Proteins have many different roles within our bodies. They are coded for by our genes and form the basis of living tissues. They also play a central role in biological processes. For example, proteins catalyse reactions in our bodies, transport molecules such as oxygen, keep us healthy as part of the immune system and transmit messages from cell to cell.
Dr Julia Horsfield leads the Chromosome Structure and Development Group at the University of Otago. Her lab investigates how cohesin proteins, which regulate chromosome structure during cell division, play a role in regulating gene expression. This research is significant for both human developmental disease and cancer.
Cohesion proteins and cell division
Cohesin proteins play a critical role in cell division during mitosis. After the chromosomes are replicated, they line up along the middle of the cell and then are pulled to the 2 opposite ends of the cell, allowing the cell to divide down the middle. Cohesin proteins hold the chromosomes together at the start of the process so that they are lined up and pulled apart correctly. This role and process is relatively well understood.
Over the past 6 or 7 years, a number of scientists, including Julia, independently discovered that cohesin proteins have other roles when they have finished holding the chromosomes together. These other roles involve regulating the expression of genes that need to be turned on or off at particular times during development.
Alternative roles of cohesin proteins
Julia made her discovery while investigating the expression of runx genes in zebrafish embryos. Runx genes control the early development of blood cells, and Julia discovered that cohesin proteins turned these genes on.
At the time, this result was a confusing one. Why were cohesin proteins turning on runx genes? Julia, as well as other scientists around the world, started to realise that cohesin proteins were playing additional roles in development. In particular, cohesin proteins were involved in making sure that genes are switched on or off at the correct times during development.
Zebrafish as a model organism
Julia’s lab uses zebrafish as a model to understand the early development of human disease.
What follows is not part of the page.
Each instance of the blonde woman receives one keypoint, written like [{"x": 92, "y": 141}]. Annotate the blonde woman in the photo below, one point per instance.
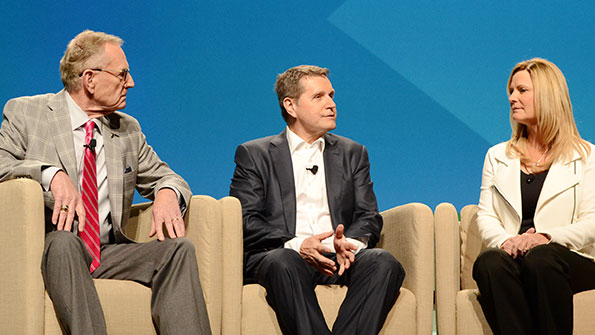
[{"x": 536, "y": 210}]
Their embryos develop externally in transparent eggshells, making it possible to watch the animal develop through a microscope over a couple of days.
This enables scientists to pinpoint where changes in development lead to developmental disorders like Cornelia de Lange syndrome, which affects arm development in humans. Although fish don’t have arms, the same genes that control development of pectoral fins in the fish are studied. Julia and her colleagues focus on the impact of a reduction in cohesin proteins on gene expression in zebrafish and use these results to better understand the human disease.
Genetic research and future medical treatments
Julia acknowledges that effective preventive therapy for many genetic disorders, including Cornelia de Lange syndrome, is a long way away. However, the more that we understand about the developmental processes that cause such syndromes, the better we are able to support sufferers when they are born. In the longer term, this research also takes scientists a step closer to preventing or treating many human syndromes.
Learn more about the use of zebrafish in genetic research. In this RNZ interivew Julia Horsfield and Jenny Rhodes explain how zebrafish are helping in genetic research into diseases like human cancers
Nature of science
Key scientific discoveries are often the result of looking more closely at unexpected or surprising results. Scientists working independently may find that they are asking the same questions or making the same discoveries as each other.